We tied up the tomatoes to the stakes and pruned them. If they need to be tied again at a higher level the string and scissors are in the shed. Please prune the developing suckers from the tomato plants, refer to this great article for details http://www.finegardening.com/how-to/articles/pruning-tomatoes.aspx. We do not have pruning shears yet so please use your hands to pull off the suckers.
Thanks to our amazing volunteer contractor Bryant Tent our gutters are hooked up to our rain barrels and the rain barrels are already full of water. The garden needs one inch rain per week so if it has not rained in a couple of days please take the watering cans in the shed and fill them up and go to town watering (this is an excellent kid job).

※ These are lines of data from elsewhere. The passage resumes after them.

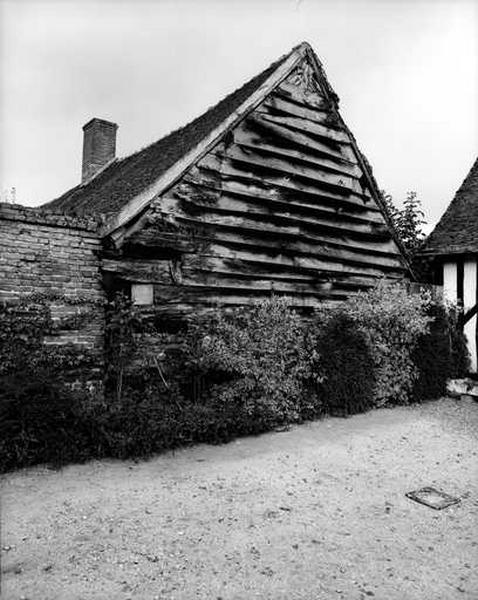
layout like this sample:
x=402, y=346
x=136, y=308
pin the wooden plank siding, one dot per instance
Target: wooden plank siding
x=279, y=205
x=460, y=285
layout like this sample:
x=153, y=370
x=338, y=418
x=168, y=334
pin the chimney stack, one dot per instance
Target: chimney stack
x=99, y=146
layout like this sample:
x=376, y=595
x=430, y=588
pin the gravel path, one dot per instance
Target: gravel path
x=316, y=512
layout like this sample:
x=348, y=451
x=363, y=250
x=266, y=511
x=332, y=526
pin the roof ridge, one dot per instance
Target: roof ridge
x=111, y=189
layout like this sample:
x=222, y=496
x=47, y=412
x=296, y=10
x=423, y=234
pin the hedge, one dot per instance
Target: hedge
x=237, y=372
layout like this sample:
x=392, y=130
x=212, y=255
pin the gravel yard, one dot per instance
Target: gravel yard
x=316, y=512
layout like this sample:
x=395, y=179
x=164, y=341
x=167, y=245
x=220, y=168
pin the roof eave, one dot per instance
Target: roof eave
x=137, y=204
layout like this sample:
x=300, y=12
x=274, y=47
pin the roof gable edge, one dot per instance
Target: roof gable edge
x=361, y=159
x=141, y=201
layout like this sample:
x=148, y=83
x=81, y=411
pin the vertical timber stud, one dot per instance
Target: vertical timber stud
x=450, y=280
x=476, y=318
x=470, y=297
x=460, y=268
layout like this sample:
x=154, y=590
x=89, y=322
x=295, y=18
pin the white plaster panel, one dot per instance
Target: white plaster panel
x=449, y=281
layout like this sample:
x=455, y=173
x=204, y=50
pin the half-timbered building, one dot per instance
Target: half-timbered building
x=453, y=246
x=266, y=192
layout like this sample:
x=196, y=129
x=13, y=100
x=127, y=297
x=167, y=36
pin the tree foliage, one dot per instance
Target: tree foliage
x=408, y=221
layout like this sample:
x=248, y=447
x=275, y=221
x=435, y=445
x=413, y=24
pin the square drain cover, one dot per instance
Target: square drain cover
x=432, y=498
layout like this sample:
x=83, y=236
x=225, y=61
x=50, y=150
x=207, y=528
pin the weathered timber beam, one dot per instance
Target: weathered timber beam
x=340, y=183
x=292, y=92
x=282, y=223
x=331, y=149
x=305, y=248
x=242, y=268
x=287, y=107
x=219, y=274
x=139, y=270
x=253, y=141
x=309, y=127
x=277, y=197
x=316, y=263
x=247, y=201
x=280, y=226
x=266, y=177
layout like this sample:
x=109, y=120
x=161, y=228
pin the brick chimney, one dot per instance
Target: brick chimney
x=99, y=146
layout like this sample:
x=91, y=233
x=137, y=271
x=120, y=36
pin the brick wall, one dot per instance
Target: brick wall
x=56, y=256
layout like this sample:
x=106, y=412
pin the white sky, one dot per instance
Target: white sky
x=406, y=72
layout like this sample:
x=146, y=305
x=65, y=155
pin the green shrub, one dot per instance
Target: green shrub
x=392, y=321
x=258, y=358
x=347, y=365
x=440, y=354
x=40, y=423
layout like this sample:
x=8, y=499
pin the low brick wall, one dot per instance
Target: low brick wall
x=57, y=258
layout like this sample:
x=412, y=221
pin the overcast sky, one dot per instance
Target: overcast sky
x=406, y=73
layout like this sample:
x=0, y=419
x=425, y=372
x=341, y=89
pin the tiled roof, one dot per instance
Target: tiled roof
x=125, y=178
x=457, y=230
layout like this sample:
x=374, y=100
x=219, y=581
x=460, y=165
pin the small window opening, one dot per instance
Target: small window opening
x=142, y=293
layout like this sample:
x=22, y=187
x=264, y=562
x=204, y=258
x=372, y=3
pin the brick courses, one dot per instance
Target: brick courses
x=57, y=256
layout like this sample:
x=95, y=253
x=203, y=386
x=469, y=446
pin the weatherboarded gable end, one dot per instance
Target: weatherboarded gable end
x=265, y=193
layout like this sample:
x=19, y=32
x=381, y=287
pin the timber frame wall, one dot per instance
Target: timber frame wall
x=460, y=285
x=283, y=203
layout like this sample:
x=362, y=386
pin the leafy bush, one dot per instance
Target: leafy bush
x=39, y=422
x=348, y=382
x=392, y=322
x=441, y=353
x=257, y=358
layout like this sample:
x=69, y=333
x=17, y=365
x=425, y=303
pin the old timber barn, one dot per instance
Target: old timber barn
x=265, y=193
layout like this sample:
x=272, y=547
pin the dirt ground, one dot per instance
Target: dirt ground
x=316, y=512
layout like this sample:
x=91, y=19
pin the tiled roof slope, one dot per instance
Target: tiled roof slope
x=457, y=230
x=118, y=183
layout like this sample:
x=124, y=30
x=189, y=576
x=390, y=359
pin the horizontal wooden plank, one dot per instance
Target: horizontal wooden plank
x=248, y=139
x=254, y=237
x=256, y=194
x=285, y=166
x=309, y=127
x=242, y=263
x=239, y=196
x=315, y=264
x=299, y=139
x=278, y=104
x=322, y=192
x=231, y=296
x=292, y=92
x=225, y=269
x=139, y=270
x=328, y=227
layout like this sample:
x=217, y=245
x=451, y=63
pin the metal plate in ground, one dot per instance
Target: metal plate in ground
x=432, y=498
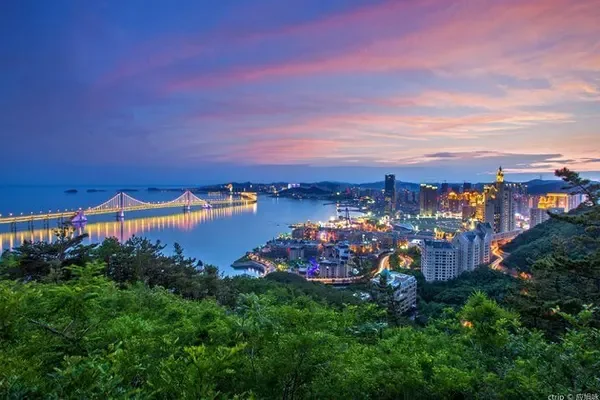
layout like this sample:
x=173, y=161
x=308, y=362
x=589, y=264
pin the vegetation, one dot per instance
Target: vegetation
x=126, y=321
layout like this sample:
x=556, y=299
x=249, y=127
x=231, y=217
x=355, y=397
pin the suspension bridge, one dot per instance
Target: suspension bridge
x=122, y=202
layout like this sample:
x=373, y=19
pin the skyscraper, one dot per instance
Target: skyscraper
x=438, y=260
x=500, y=205
x=389, y=193
x=428, y=200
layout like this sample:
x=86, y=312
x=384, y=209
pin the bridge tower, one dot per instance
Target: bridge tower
x=121, y=201
x=188, y=201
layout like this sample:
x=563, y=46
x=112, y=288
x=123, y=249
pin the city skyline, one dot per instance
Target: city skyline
x=150, y=93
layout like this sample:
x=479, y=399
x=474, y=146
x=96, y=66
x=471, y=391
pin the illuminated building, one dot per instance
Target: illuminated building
x=404, y=287
x=565, y=201
x=473, y=247
x=438, y=260
x=539, y=215
x=500, y=204
x=455, y=202
x=389, y=193
x=428, y=200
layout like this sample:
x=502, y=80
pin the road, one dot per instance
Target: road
x=384, y=262
x=498, y=266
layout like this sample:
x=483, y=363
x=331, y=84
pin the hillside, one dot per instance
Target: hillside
x=539, y=241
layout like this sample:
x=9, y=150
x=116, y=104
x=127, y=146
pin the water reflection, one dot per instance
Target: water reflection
x=125, y=229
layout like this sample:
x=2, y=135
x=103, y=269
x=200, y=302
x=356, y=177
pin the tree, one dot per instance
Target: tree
x=564, y=278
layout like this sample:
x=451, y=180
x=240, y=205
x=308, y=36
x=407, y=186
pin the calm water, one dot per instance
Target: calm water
x=216, y=236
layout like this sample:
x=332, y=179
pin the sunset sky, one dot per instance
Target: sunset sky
x=207, y=91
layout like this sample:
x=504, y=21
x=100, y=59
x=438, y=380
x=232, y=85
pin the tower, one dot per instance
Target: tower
x=389, y=193
x=500, y=176
x=500, y=206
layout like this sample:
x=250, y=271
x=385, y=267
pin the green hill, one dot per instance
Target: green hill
x=540, y=241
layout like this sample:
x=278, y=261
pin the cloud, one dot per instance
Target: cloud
x=535, y=38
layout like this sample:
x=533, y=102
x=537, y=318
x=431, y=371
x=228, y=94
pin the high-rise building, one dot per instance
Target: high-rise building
x=500, y=205
x=389, y=193
x=473, y=247
x=404, y=287
x=428, y=200
x=565, y=201
x=438, y=260
x=537, y=216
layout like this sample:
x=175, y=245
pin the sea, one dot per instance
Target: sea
x=217, y=236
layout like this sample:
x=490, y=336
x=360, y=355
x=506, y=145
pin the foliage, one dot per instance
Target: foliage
x=126, y=321
x=569, y=275
x=88, y=338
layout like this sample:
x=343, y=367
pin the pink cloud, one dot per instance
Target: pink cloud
x=535, y=38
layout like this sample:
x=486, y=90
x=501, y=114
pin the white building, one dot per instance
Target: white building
x=468, y=248
x=438, y=260
x=404, y=286
x=473, y=247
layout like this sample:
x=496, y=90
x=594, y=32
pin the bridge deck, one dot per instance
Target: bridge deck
x=68, y=214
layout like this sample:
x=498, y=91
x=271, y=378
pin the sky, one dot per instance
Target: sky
x=147, y=91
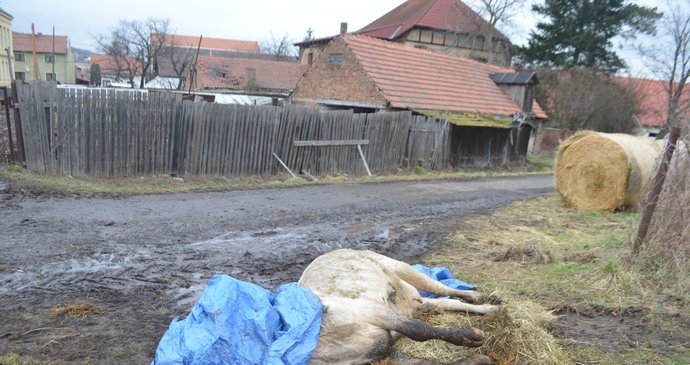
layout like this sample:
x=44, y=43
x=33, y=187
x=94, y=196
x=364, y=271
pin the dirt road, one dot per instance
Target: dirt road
x=145, y=259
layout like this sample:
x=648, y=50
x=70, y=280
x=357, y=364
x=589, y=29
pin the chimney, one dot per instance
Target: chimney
x=251, y=78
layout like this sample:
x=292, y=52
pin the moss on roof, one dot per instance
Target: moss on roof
x=469, y=119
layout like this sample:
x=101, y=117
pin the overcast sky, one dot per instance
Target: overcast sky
x=235, y=19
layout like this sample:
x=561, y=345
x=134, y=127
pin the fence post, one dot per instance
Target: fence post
x=20, y=157
x=9, y=122
x=653, y=196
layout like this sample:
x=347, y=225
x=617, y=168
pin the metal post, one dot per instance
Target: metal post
x=284, y=165
x=653, y=196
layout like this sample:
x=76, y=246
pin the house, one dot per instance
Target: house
x=484, y=103
x=54, y=58
x=447, y=26
x=247, y=76
x=5, y=43
x=172, y=63
x=125, y=72
x=652, y=103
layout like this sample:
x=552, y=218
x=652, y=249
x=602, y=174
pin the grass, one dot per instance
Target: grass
x=23, y=179
x=540, y=163
x=14, y=359
x=537, y=256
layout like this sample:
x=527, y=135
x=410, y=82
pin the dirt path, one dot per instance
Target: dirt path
x=145, y=259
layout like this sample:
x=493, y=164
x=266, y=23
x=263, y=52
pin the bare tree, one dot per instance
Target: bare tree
x=497, y=12
x=674, y=66
x=132, y=46
x=174, y=59
x=582, y=99
x=279, y=47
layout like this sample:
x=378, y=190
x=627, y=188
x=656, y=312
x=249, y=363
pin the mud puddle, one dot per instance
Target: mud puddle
x=616, y=329
x=146, y=259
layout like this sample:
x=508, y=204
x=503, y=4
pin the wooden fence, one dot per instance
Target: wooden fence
x=108, y=132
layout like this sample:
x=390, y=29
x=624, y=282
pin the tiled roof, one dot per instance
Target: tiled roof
x=44, y=43
x=652, y=98
x=210, y=43
x=109, y=66
x=446, y=15
x=412, y=78
x=231, y=73
x=6, y=13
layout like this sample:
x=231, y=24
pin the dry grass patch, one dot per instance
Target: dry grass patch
x=538, y=256
x=41, y=182
x=78, y=308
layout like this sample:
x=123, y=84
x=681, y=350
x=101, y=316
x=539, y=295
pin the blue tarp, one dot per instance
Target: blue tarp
x=236, y=322
x=240, y=323
x=443, y=275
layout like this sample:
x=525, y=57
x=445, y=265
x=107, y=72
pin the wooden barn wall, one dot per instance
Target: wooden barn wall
x=108, y=132
x=481, y=147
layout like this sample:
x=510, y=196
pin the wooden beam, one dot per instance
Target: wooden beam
x=347, y=142
x=361, y=154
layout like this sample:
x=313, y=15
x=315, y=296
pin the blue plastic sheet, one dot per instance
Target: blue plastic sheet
x=443, y=275
x=236, y=322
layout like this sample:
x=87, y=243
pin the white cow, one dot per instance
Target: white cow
x=369, y=300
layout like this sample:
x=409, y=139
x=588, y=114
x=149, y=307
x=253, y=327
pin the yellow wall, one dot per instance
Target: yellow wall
x=64, y=66
x=5, y=42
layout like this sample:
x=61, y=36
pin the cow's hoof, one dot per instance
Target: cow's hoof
x=474, y=360
x=467, y=336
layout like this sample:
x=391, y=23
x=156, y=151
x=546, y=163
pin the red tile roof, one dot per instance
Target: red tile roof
x=210, y=43
x=109, y=66
x=652, y=98
x=44, y=43
x=446, y=15
x=231, y=73
x=412, y=78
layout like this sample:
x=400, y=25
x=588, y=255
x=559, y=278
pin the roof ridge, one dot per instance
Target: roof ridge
x=431, y=5
x=403, y=47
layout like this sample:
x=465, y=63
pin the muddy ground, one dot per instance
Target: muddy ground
x=145, y=259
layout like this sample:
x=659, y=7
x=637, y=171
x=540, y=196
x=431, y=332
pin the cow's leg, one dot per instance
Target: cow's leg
x=402, y=359
x=423, y=282
x=421, y=331
x=429, y=304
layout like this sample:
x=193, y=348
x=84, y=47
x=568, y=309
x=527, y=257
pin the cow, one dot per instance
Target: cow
x=369, y=300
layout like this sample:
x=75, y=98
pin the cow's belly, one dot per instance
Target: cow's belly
x=349, y=333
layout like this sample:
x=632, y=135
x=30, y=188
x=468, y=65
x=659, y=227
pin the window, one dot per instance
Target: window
x=335, y=58
x=479, y=42
x=439, y=38
x=426, y=36
x=413, y=35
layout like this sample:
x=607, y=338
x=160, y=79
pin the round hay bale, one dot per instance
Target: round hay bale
x=605, y=172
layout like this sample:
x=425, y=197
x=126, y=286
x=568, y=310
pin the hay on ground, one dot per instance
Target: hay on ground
x=78, y=308
x=605, y=172
x=517, y=335
x=529, y=254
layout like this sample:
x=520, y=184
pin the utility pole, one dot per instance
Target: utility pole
x=52, y=56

The bed closest to the the garden gate needs to have another sowing of carrots, beets and swiss chard. The seeds will be in the shed. Please make a straight indentation with a ruler, also found in the shed just behind the plant marker and sow the seeds according to the directions on the packet, just the length of one ruler. Then move the plant marker behind your new sowing. Be sure to water your new seeds thoroughly.